ヒースロー空港での出来事

テラコッタタイルと屋根瓦を輸入している業者

2000年6月の帰国では千葉御宿にある輸入住宅業者TSU社を訪問した。同社の社長は最初スタッフを同伴してバレンシアを訪問され、最近はお一人でバレンシアを訪問されている。現地の住宅の写真を徹底的に撮りまくって勉強されている。またスペインの住宅の部屋の中もお見せした時もある。同様にインテリアで個性あるレストランなども紹介した。

写真を撮る時は注意せねばならない時もある。何かスキャンダルにからむ情報集めではないかと疑われて警察に通報される時があるからである。だから社長は常に彼の名刺を持っている。そこには彼の会社が建設した地中海にあるような家の写真が掲載されているからである。それを見せれば日本の建設業者だというのが一目で分かる。
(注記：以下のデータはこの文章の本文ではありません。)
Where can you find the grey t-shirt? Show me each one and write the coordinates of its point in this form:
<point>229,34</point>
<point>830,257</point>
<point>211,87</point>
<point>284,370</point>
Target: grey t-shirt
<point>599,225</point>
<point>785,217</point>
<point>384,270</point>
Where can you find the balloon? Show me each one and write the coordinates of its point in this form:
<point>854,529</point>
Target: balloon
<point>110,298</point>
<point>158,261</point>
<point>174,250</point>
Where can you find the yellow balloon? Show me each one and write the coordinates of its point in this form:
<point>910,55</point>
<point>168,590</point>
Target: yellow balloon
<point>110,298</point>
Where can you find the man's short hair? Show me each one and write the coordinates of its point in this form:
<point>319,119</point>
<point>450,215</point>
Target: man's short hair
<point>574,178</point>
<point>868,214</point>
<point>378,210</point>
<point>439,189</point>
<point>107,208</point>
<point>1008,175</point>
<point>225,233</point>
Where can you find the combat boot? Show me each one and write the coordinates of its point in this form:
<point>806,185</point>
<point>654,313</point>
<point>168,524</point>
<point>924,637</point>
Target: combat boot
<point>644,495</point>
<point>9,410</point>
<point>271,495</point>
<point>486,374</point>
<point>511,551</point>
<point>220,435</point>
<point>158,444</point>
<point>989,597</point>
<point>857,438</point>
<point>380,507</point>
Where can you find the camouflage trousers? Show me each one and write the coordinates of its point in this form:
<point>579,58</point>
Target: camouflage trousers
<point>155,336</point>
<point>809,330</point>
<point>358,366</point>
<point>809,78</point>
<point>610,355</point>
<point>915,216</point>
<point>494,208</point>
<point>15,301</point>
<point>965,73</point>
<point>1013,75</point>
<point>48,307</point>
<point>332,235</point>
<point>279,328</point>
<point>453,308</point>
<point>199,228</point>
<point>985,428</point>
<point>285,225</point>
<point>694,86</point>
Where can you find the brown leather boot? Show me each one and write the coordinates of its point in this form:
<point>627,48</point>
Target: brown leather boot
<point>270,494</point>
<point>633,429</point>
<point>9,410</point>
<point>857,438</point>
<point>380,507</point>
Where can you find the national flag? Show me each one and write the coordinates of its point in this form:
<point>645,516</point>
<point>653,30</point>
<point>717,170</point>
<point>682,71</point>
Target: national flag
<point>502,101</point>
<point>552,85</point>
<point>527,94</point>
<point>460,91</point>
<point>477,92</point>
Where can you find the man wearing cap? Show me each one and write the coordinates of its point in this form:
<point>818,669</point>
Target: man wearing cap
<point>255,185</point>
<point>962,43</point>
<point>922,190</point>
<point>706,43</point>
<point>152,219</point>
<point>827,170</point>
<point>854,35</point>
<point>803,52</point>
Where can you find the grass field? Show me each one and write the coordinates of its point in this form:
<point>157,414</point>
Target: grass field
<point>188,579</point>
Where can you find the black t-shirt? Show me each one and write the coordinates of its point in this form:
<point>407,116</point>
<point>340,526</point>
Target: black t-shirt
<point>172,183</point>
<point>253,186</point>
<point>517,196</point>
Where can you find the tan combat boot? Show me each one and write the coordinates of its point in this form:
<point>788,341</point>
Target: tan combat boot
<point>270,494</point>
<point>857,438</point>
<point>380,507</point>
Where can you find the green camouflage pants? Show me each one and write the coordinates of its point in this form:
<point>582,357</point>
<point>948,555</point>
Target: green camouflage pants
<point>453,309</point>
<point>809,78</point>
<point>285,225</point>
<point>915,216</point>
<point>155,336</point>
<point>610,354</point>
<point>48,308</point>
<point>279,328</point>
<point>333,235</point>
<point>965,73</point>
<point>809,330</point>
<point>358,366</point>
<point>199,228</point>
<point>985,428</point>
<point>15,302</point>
更に、他の3都市にある輸入住宅会社をそれぞれ訪問した。それに加えて、従来の重要な顧客もそれぞれ訪問した。輸入住宅をやっていると言っても建材は日本製のものを使っているところが大半であった。だからそれを輸入物に切り換えるのはリスクもあるということで容易ではない。
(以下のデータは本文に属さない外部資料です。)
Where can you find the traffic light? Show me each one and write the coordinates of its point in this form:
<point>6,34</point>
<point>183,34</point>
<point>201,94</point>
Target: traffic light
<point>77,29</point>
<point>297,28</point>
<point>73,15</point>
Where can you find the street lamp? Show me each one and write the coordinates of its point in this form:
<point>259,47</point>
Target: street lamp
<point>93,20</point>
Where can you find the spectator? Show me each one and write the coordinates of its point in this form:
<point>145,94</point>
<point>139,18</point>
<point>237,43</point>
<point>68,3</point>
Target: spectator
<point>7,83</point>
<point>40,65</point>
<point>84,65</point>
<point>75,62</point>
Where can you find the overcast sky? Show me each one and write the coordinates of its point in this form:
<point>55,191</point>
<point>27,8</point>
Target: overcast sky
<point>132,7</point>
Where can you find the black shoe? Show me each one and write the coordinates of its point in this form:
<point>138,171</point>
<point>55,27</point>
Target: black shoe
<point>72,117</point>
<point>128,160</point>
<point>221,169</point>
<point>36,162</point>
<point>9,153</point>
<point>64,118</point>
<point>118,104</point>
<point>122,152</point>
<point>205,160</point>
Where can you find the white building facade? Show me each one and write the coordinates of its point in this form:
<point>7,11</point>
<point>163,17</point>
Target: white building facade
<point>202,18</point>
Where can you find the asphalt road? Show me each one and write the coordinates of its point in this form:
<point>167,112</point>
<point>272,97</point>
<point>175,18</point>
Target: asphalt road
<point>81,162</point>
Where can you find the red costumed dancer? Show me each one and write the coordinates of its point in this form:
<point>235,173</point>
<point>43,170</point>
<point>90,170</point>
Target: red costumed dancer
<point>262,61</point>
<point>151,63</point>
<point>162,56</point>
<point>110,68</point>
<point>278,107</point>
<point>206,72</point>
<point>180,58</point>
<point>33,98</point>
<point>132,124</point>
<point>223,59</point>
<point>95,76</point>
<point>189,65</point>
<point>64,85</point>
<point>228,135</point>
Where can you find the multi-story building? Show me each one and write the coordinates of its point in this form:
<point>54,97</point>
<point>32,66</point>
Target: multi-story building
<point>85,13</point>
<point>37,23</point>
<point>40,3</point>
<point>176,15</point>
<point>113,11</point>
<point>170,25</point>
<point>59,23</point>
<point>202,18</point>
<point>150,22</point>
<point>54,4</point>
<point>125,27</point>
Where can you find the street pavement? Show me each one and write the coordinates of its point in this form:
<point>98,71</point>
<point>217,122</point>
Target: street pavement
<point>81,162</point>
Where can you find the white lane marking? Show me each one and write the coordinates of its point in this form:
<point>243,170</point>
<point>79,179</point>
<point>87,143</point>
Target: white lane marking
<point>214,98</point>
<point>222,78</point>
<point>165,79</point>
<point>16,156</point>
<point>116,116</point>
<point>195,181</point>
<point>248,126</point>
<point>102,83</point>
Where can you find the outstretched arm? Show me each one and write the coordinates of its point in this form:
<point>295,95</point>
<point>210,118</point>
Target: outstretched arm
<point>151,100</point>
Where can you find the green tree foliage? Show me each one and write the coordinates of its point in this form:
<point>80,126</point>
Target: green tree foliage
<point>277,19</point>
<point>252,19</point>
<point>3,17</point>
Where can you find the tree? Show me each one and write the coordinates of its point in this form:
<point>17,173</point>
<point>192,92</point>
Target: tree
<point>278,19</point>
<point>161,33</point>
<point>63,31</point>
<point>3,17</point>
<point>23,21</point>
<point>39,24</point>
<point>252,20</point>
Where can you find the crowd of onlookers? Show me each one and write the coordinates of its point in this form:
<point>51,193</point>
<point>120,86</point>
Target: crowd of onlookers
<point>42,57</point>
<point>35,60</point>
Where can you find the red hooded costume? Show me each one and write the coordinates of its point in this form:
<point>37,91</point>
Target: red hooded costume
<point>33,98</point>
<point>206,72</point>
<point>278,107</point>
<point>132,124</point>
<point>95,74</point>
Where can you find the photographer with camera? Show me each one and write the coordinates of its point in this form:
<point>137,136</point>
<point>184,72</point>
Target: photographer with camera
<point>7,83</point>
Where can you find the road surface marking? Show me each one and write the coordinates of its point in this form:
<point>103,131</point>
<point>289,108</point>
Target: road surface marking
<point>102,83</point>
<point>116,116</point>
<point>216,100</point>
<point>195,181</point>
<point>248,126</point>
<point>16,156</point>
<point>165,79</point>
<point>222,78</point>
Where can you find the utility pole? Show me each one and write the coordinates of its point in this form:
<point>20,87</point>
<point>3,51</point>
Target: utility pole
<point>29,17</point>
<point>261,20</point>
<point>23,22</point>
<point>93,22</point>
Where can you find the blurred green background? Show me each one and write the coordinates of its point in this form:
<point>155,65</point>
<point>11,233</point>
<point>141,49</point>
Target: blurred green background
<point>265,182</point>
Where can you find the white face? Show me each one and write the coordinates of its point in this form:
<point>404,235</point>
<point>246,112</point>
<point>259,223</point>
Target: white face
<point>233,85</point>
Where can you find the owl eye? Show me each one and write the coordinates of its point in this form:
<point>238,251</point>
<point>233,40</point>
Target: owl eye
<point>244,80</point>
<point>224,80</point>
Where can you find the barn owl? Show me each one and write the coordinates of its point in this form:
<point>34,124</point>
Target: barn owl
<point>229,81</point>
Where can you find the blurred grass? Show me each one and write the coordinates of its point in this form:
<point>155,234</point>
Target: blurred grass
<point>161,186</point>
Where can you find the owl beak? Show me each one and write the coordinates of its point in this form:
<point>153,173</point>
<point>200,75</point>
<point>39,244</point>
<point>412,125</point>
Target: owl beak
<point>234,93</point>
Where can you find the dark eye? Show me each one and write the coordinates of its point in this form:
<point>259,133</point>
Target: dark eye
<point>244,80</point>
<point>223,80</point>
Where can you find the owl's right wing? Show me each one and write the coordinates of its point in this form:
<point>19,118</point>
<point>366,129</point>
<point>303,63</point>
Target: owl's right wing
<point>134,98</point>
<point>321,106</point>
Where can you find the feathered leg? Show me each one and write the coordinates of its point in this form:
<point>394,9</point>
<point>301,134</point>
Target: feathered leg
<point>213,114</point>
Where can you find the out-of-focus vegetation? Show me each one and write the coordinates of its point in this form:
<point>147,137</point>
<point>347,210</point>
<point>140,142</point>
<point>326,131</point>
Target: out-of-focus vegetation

2000年10月の帰国では都内で1社個性ある会社RIC社を訪問させてもらった。同社は都内京橋に家具のショールームを持ち、地下がオフィスになっていた。豪華が家具を販売している会社だった。社長とはバレンシアの家具展示会で面識をもった。筆者と同様に日本全国を営業されていた方だった。カタログやサンプルなどは車に積んで営業していた。筆者よりも年上であったが長髪を後ろで結び、靴下が左右色違いのものを履き目立つネックレスと指輪も個性があった。バレンシアの家具展示会で弊社の取引メーカーのブースで筆者は彼と面識をもった。

彼は英国の刃物の販売で成功された方だった。ヒッピー風であったが、ハートのある方で筆者も彼に好感を持っていた。それで弊社の一部家具の営業もしてもらった。彼の方が筆者よりも日本での顧客の数は遥かに多いからである。2-3社は弊社と共通のお客を持っていた。それは事前に彼に知らせておいた。
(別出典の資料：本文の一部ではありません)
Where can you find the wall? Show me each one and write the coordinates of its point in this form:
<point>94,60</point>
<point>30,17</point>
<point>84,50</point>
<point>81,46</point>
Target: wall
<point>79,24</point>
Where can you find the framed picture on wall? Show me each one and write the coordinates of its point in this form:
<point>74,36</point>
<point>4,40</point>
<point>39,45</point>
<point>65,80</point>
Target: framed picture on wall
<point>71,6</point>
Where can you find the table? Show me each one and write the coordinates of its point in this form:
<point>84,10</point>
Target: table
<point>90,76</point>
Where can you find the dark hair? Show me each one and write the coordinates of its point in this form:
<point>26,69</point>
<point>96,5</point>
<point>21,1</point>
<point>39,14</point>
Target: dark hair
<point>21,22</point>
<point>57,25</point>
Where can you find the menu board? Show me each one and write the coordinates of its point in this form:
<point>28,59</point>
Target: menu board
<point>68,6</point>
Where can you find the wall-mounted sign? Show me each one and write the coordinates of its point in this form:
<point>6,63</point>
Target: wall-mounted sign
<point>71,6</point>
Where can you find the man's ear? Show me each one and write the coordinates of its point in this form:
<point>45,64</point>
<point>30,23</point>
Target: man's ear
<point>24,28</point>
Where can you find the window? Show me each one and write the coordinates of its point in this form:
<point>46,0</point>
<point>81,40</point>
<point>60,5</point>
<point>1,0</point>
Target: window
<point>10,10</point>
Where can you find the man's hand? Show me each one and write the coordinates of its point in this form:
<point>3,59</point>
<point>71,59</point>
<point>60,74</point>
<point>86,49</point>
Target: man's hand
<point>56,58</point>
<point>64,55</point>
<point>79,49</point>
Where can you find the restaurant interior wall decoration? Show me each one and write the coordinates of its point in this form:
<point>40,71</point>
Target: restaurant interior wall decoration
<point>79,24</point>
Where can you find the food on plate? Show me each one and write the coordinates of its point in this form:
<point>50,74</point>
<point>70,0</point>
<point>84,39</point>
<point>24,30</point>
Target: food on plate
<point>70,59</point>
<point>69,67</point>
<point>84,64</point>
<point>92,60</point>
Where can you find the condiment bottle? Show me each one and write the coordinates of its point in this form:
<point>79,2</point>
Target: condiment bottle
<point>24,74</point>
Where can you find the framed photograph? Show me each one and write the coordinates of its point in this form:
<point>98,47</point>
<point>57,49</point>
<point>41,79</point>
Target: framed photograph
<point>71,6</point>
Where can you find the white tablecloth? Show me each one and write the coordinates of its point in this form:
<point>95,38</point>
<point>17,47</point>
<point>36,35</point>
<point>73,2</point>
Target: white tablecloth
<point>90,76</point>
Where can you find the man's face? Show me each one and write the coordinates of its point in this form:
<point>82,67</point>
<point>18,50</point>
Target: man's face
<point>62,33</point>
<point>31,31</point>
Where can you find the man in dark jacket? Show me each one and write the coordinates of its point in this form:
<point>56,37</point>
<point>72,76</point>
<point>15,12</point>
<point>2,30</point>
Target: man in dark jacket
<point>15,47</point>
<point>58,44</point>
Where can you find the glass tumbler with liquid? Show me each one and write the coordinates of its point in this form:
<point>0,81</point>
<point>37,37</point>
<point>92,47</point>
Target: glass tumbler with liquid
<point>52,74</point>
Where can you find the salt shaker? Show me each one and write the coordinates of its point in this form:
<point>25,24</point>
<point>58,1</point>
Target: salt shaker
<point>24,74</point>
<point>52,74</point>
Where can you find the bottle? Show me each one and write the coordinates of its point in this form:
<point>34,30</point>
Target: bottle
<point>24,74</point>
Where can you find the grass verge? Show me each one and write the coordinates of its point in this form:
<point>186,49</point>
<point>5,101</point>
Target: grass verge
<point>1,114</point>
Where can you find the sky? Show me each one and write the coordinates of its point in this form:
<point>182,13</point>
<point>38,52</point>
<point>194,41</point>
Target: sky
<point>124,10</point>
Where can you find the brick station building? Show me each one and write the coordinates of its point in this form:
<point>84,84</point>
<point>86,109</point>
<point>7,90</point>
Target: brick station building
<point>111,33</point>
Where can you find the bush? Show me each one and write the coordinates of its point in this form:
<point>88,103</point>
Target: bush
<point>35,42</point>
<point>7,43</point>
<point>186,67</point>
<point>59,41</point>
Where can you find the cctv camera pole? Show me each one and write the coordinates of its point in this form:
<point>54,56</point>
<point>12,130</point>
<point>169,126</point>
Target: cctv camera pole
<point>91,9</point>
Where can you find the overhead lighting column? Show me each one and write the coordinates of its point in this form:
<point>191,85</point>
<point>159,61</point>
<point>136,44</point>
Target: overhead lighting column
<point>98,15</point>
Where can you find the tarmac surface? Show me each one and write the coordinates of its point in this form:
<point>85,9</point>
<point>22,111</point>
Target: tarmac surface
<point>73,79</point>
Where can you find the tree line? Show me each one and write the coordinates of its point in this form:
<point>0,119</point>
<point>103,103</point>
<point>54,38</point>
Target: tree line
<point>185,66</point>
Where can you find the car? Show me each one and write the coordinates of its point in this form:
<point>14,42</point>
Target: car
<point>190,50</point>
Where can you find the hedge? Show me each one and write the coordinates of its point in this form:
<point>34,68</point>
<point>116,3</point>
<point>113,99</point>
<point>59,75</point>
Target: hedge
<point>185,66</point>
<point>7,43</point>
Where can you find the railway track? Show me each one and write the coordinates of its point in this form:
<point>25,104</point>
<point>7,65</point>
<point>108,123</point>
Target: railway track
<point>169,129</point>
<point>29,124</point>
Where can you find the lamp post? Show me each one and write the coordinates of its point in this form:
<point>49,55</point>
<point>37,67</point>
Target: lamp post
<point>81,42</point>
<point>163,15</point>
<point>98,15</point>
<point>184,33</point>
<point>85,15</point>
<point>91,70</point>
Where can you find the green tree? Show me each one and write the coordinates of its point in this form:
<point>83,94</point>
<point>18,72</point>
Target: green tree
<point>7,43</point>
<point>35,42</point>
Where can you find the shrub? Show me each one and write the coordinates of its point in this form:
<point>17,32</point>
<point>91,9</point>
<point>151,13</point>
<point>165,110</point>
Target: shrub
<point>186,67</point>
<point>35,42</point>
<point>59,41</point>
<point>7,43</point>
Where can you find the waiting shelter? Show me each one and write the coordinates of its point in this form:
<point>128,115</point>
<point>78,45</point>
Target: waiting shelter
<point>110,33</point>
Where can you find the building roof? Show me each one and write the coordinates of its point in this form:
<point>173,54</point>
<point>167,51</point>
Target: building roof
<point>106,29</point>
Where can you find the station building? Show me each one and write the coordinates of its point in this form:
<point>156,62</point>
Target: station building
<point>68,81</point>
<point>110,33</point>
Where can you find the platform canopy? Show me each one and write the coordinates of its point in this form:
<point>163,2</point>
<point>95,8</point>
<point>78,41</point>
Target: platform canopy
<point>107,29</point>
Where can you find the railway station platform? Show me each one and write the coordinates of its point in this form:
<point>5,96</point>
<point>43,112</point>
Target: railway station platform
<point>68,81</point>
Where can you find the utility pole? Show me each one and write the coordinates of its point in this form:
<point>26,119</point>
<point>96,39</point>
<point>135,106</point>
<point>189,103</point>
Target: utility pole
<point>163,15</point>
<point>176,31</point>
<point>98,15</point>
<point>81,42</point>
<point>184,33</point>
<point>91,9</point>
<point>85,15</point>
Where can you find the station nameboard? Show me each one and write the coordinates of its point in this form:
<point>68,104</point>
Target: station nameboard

彼も国内営業では訪問先が多く、持参するカタログの各モデルには価格を記載していた。その作業は社員の方がやっていた。

弊社が彼の会社に輸出した家具が一度クレームになってメーカーに相談したが、その対応が彼が希望したほどには満たされず弊社の方でそれに少しプラスして対処したが、彼にとってはまだ満足ではなかった。それでもそれ以後も取引をさせてもらった。また、取引が長く途切れた時も都内のギフトショーでお会いした際には懐かしく談笑させてもらった。

それから4年くらい経過したであろうか、都内で中国人に殺害されたというのを新聞記事で知った。
もし彼が存命であったら、弊社の大事な顧客になっていたと思う。何しろ、お互いにフィーリングがあったし、彼の営業を筆者の方から支援するための協力は惜しまないでいたからだ。

ヒースロー空港での出来事

2001年3月の帰国でよく記憶に残っていることがある。ヒースローでひとりの旅行者と2度すれ違った。何かを探している雰囲気だった。筆者が彼に尋ねると、搭乗するフライトのゲートに行く道がわからなくなったという回答だった。

筆者はもうヒースロー空港はベテランになっていたので彼が指摘しているゲートに案内した。初めての旅行者だと分かりにくい空港だ。これからメキシコに戻るということだった。チェックインカウンターに行って尋ねると、そのフライトは中止になって次のフライトまで待たねばならないということだった。

彼もそれを理解したので、筆者は自分が搭乗するフライトのゲートの方に向かった。